# To peg or not to peg?



## bobby (Aug 1, 2005)

Based on your own success, when is the best time to peg versus not to peg texas rigged plastics?

Thanks.


----------



## Tiny Tim (Sep 19, 2006)

When I am flippin I always peg. I want my weight to stay right with my plastic. When I fish open water I never peg anything.


----------



## Pigsticker (Oct 18, 2006)

The split shot is the same thing as pegging, it doesn't move and is easier to attach/remove. I don't peg anything.


----------



## young-gun21 (Mar 14, 2006)

I always peg while flipping...i decided to try one rod without pegging this morning and i feel like it caused me to break off a 3#er during our tournament.

_Sent from my HTC Evo_


----------



## mxme788 (May 4, 2009)

Depends on the conditions/cover. If open water fishing around large pieces of wood I don't peg if the bait will go to the bottom. Fishing heavy matted grass or other areas I do peg.


----------



## lordofthepunks (Feb 24, 2009)

if you need to have the sinker move with the bait, then peg. if you punching matts, if your working any kind of brush, briars, cattails, cover that is out of the water that can get you caught up before your bait gets to the water, you have to peg or your bait will constantly get hung on stuff outside of the water. if your fishing open water, sand bars, underwater stumps, big laydowns (laydowns that most of the limbs are gone) then you can prob get buy without pegging. 

i HIGHLY recomend against any type of peging that pinches, or kinks line. toothpics, split shots or any other type that can kink your line will cause a breakage at some point.
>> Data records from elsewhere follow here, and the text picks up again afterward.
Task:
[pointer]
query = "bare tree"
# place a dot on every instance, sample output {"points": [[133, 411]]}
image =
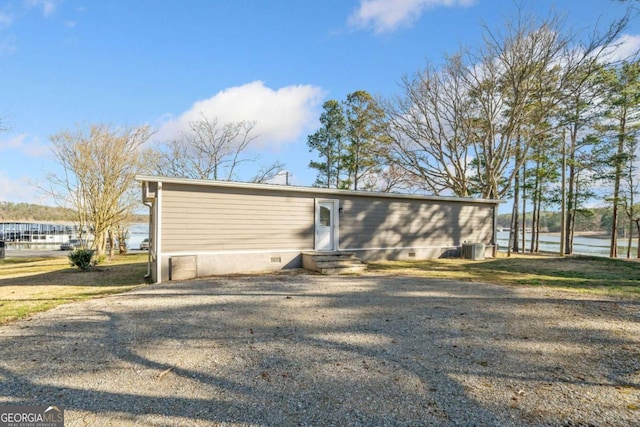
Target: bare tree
{"points": [[210, 150], [99, 165], [268, 172], [429, 129]]}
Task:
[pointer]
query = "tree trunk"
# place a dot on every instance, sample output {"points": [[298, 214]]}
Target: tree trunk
{"points": [[515, 221]]}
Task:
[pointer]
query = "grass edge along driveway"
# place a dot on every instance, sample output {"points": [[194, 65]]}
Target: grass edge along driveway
{"points": [[31, 285]]}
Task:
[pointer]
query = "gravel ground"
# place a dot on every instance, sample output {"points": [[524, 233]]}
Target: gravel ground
{"points": [[303, 350]]}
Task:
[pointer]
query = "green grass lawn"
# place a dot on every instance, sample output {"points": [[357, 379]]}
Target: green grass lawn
{"points": [[30, 285], [599, 275]]}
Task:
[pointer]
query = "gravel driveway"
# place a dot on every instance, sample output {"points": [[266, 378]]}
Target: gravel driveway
{"points": [[298, 350]]}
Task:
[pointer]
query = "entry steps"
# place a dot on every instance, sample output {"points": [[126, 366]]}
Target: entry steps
{"points": [[332, 263]]}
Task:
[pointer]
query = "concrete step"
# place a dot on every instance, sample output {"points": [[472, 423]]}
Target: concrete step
{"points": [[332, 262], [338, 263], [353, 269]]}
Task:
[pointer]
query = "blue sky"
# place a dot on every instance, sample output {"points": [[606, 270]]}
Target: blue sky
{"points": [[65, 63]]}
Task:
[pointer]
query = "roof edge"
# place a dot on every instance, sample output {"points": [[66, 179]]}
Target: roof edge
{"points": [[301, 189]]}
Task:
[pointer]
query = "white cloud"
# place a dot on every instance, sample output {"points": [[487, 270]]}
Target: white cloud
{"points": [[24, 145], [281, 115], [48, 6], [18, 190], [388, 15]]}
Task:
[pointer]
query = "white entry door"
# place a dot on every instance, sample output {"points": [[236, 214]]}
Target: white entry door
{"points": [[326, 225]]}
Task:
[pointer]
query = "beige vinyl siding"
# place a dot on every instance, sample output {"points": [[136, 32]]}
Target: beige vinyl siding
{"points": [[217, 219], [387, 223]]}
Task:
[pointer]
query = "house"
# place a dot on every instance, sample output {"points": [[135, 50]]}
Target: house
{"points": [[200, 228]]}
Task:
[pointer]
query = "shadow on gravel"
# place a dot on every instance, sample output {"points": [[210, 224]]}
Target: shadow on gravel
{"points": [[315, 350]]}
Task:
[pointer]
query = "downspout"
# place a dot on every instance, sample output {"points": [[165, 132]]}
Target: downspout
{"points": [[495, 230], [158, 233], [150, 206]]}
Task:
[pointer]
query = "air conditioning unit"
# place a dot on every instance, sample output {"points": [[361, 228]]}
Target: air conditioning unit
{"points": [[473, 251]]}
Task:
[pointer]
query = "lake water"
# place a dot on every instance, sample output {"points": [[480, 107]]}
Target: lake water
{"points": [[581, 245], [137, 233]]}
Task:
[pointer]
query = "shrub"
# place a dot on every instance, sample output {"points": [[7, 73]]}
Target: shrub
{"points": [[81, 258], [99, 259]]}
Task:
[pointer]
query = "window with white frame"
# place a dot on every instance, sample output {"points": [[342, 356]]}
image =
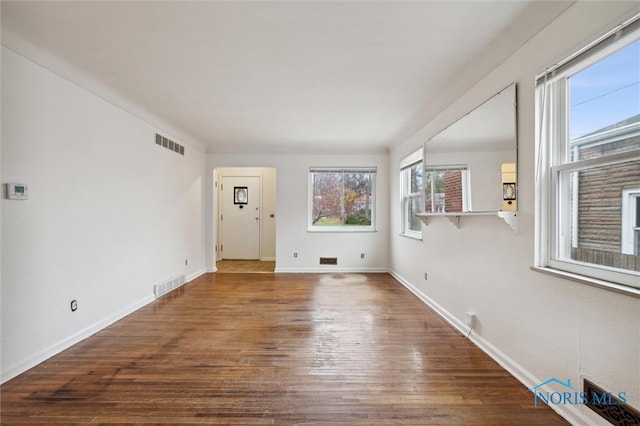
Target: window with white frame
{"points": [[588, 161], [342, 199], [447, 188], [411, 188]]}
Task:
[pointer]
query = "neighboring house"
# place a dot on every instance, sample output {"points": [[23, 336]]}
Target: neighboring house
{"points": [[607, 217]]}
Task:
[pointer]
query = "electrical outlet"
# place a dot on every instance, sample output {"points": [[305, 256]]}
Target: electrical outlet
{"points": [[471, 320]]}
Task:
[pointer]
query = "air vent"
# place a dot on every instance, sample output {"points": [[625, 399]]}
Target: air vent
{"points": [[168, 286], [609, 407], [169, 144]]}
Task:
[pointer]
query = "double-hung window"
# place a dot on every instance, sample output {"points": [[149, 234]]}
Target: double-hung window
{"points": [[412, 190], [588, 163], [342, 199]]}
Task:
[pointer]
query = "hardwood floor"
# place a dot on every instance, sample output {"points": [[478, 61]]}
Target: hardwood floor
{"points": [[281, 349]]}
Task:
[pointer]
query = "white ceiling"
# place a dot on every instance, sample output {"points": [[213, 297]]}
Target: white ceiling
{"points": [[276, 76]]}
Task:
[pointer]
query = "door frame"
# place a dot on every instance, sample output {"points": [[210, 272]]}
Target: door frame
{"points": [[219, 223]]}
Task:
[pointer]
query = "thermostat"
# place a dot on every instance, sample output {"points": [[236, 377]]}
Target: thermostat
{"points": [[17, 191]]}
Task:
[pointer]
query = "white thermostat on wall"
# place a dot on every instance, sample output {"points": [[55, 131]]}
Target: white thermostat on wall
{"points": [[17, 191]]}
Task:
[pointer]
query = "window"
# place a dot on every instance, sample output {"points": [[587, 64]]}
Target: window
{"points": [[588, 165], [342, 199], [447, 189], [411, 188]]}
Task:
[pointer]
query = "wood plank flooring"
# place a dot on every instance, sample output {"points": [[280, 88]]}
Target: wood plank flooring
{"points": [[276, 349], [245, 266]]}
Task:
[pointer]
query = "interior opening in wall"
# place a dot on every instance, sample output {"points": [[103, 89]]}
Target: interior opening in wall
{"points": [[245, 230]]}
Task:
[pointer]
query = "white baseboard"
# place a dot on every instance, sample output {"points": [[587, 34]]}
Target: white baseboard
{"points": [[66, 343], [569, 412], [325, 270], [195, 275]]}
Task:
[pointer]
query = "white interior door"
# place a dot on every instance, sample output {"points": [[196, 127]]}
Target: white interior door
{"points": [[240, 217]]}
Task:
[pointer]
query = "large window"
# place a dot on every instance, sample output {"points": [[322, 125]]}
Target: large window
{"points": [[588, 170], [411, 187], [342, 199]]}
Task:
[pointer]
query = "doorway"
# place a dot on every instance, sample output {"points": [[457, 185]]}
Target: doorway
{"points": [[246, 201], [240, 218]]}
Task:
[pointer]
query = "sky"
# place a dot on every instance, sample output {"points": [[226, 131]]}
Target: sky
{"points": [[606, 92]]}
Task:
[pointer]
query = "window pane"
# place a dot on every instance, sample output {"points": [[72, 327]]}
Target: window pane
{"points": [[357, 199], [415, 205], [342, 199], [327, 199], [416, 179], [605, 105], [591, 227], [445, 190]]}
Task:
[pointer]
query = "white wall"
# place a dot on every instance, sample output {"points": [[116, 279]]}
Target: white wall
{"points": [[292, 209], [536, 325], [110, 213]]}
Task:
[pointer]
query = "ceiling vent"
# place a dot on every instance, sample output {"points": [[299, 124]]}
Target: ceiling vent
{"points": [[169, 144]]}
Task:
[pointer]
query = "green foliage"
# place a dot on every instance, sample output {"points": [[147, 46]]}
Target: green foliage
{"points": [[363, 217]]}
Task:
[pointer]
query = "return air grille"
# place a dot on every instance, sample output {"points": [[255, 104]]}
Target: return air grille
{"points": [[612, 409], [169, 144]]}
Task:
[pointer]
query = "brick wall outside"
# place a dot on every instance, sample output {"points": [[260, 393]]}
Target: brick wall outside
{"points": [[453, 191], [600, 206]]}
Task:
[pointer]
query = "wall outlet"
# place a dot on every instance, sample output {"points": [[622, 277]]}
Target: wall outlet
{"points": [[471, 320]]}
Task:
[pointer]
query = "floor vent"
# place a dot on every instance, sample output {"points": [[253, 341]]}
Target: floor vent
{"points": [[609, 407], [169, 144], [167, 286]]}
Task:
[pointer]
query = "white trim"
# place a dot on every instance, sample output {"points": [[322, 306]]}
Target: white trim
{"points": [[606, 285], [628, 220], [329, 270], [411, 159], [195, 275], [67, 342], [569, 412]]}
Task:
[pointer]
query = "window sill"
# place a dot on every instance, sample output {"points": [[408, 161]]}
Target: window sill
{"points": [[605, 285], [340, 230]]}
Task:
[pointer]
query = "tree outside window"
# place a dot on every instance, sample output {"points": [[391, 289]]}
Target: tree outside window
{"points": [[342, 199]]}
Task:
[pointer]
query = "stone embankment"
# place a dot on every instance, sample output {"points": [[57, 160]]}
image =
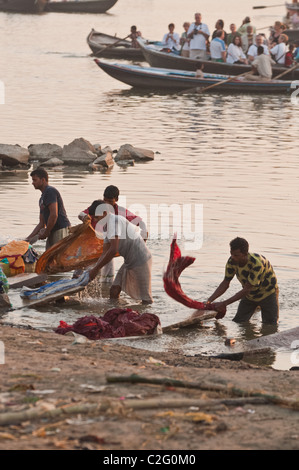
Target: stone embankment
{"points": [[79, 152]]}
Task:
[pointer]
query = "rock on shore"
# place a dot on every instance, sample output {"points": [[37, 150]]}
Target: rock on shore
{"points": [[78, 152]]}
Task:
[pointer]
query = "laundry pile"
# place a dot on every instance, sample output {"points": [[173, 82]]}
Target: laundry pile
{"points": [[116, 323]]}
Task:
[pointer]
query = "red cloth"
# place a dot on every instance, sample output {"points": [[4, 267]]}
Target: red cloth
{"points": [[116, 323], [172, 286]]}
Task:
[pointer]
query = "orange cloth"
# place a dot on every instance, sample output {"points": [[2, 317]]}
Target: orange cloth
{"points": [[14, 251]]}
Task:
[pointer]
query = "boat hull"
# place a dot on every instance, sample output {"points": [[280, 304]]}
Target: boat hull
{"points": [[159, 59], [123, 50], [22, 6], [92, 6], [176, 80]]}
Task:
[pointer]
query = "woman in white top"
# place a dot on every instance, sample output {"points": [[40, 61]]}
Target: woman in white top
{"points": [[235, 54], [279, 51], [171, 39]]}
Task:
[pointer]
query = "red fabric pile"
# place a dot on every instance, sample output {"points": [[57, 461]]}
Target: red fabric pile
{"points": [[116, 323], [172, 286]]}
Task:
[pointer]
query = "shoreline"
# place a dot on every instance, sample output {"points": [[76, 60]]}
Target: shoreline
{"points": [[57, 393]]}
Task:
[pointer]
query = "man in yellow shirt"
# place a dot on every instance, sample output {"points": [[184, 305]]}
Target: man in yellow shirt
{"points": [[259, 285]]}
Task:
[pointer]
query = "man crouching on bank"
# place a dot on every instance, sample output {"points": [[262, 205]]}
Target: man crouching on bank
{"points": [[123, 237], [259, 285]]}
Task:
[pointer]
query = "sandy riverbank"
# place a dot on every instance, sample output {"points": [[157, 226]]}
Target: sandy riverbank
{"points": [[48, 373]]}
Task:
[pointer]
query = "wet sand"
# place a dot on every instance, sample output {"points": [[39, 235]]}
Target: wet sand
{"points": [[56, 393]]}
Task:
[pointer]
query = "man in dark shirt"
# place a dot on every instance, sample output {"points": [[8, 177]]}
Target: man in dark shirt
{"points": [[53, 223]]}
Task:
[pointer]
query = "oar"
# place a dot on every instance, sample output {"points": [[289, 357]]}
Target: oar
{"points": [[200, 90], [113, 44], [268, 6], [286, 71]]}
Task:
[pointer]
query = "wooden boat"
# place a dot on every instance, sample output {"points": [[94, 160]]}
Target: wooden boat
{"points": [[161, 79], [81, 6], [121, 50], [158, 58], [22, 6]]}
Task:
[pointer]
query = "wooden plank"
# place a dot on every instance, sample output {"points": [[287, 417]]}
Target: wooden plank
{"points": [[51, 297], [194, 320], [26, 280]]}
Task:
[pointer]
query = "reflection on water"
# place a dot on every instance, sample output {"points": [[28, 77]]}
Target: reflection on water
{"points": [[237, 155]]}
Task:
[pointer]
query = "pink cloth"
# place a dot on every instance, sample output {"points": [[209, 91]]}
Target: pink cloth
{"points": [[172, 286], [116, 323]]}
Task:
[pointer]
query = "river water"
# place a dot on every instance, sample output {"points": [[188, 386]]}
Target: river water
{"points": [[234, 155]]}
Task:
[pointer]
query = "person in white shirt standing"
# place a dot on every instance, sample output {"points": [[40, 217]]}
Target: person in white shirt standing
{"points": [[235, 54], [172, 39], [261, 67], [279, 51], [123, 237], [218, 48], [199, 34], [252, 51]]}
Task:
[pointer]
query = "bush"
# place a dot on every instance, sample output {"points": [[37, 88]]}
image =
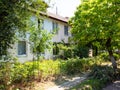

rubber bobber stops made for slip bobbers are excellent for pegging sinkers, if you are using a big sinker, you can put two on. they dont wear out, they dont come out, they wont come off unless you remove them and they dont damage your line. they also come in diff colors now so you can make them match, and they are dirt cheap.


----------



## Tokugawa (Apr 29, 2008)

I always peg. I use a Tru Tungsten Smart Peg. Easy.


----------



## bobby (Aug 1, 2005)

Appreciate the responses. I've always pegged in brush and grass but left it unpegged in more open situations. Just trying to get a feel for what others are doing.


----------